Please visit BDI Website http://vico-bdi.vico.co.id/

Pengurus BDI berupaya menghindari peredaran email-email yang dianggap dapat menimbulkan polemik antara anggota BDI

 

 

 

From: Yoga Aditama
Sent: Monday, February 04, 2013 9:40 AM
To: BDI
Subject: FW: Hukum Asuransi Menurut Islam

 

Hukum Asuransi Menurut Islam

Written by Tim Pojok Syariah.In

 

 

Pada dasarnya yang mendasari hokum asuransi syariah adalah permasalahan AKAD, TAKAFUL dan TABARRU.

Akad dalam bahasa Arab berarti pengikatan antara ujung-ujung sesuatu.
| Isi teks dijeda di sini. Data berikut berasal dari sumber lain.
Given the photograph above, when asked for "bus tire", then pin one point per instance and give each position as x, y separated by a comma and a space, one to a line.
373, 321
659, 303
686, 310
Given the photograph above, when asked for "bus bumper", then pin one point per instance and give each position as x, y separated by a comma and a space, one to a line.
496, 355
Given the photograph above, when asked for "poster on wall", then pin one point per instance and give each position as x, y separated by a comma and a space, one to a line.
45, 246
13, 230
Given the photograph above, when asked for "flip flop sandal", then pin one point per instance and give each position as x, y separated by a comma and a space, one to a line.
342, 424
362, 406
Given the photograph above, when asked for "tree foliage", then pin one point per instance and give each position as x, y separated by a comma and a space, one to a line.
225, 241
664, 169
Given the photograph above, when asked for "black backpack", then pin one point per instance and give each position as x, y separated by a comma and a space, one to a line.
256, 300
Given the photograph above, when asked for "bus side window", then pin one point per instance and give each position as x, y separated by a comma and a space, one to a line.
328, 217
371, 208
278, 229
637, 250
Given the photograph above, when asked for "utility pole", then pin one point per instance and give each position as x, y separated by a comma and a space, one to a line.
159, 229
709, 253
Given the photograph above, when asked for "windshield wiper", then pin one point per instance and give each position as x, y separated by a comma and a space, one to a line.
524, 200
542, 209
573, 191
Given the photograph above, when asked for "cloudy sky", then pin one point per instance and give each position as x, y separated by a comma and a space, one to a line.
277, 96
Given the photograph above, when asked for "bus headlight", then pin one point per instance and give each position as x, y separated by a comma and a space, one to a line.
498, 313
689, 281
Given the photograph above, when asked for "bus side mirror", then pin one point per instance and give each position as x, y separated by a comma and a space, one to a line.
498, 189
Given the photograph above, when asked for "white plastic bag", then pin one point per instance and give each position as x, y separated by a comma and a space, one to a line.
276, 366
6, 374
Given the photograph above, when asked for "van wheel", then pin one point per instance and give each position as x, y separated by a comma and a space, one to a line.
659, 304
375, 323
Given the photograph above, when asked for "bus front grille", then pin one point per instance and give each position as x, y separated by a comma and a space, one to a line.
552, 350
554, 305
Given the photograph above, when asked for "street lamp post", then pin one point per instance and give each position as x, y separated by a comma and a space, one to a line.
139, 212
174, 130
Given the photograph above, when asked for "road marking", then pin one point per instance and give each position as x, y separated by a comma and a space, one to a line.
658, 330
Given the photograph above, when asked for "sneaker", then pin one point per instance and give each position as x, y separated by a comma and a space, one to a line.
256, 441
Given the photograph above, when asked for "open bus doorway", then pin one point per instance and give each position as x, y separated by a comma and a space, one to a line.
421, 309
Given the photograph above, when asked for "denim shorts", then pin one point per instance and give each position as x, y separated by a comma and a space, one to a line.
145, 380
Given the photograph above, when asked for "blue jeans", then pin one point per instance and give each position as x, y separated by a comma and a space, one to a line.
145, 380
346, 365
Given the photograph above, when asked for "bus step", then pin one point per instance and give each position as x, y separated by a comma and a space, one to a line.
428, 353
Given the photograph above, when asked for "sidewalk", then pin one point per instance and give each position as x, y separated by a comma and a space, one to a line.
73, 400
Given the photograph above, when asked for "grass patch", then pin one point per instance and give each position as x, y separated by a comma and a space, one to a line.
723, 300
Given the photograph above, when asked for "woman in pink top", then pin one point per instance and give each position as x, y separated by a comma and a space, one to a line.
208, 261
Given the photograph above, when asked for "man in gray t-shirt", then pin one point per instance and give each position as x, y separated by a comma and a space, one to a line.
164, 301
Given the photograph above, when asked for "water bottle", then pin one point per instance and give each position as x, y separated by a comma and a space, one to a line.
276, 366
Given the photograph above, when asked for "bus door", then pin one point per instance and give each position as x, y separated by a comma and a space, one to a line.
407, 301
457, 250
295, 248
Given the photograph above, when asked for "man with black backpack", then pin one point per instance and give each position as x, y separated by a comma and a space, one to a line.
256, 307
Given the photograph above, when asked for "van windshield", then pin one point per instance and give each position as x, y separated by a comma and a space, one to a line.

Ikatan disini tidak dibedakan apakah berbentuk fisik atau kiasan. Sedangkan menurut pengertian istilah, akad berarti ikatan antara ijab dan qobul yang diselenggarakan menurut ketentuan syariah, dimana terjadi konsekuensi hukum atas sesuatu yang karenanya akad diselenggarakan. Dalam muammalah, kejelasan bentuk akad sangat menentukan apakah transaksi yang dilakukan sudah sah atau tidak menurut kaidah syar’i. Demikian pula dalam berasuransi, ketidakjelasan bentuk akad akan berpotensi menimbulkan permasalahan dari sisi legalitas hokum Islam. Jika kita tengok fatwa DSN (Dewan Syariah Nasional) tentang pedoman asuransi syariah, maka pernyataan “akad yang sesuai syariah” dapat dijabarkan sebagai akad atau perikatan yang terbebas dari unsur gharar (ketidakjelasan), maisir (judi), ribazulmu (penganiayaan), riswah (suap), barang haram, dan maksiat. (bunga)

 

Nawawi Rambe dalam “Fiqh Islam” (1994) menjelaskan bahwa muammalah mencakup kegiatan transaksi jual beli, hutang piutang, gadai, jaminan, pinjam meminjam (‘ariyah), riba, bank, sewa menyewa (ijarah), syarikat, upah, wakaf, hibah, hadiah, sogok, barang temuan (luqatah) dan beberapa masalah lain yang berkaitan dengan bidang ekonomi. Karena asuransi pada mulanya tidak dikenal dalam literatur Islam maka oleh jumhur ulama di-qiyaskan sebagai praktek jual beli. Dengan demikian, sah tidaknya transaksi asuransi dari kacamata syariah ditentukan oleh terpenuhi atau tidaknya rukun jual beli, yaitu :

1.      Adanya subyek yang melakukan jual beli (aaqid), yaitu penjual dan pembeli, dengan syarat berakal, akil baligh, dan tanpa paksaan. Firman Allah, “Hai orang-orang yang beriman, janganlah kamu saling memakan harta sesamamu dengan cara yang bathil kecuali melalui perniagaan atas dasar suka sama suka.” (QS. An-Nisaa : 29).

2.      Adanya obyek atau barang yang diperjualbelikan (ma’qud ‘alaihi), dengan syarat suci (bukan barang najis), bermanfaat, dapat diserahterimakan, dan diketahui keadaan, sifat, dzat, serta ukurannya.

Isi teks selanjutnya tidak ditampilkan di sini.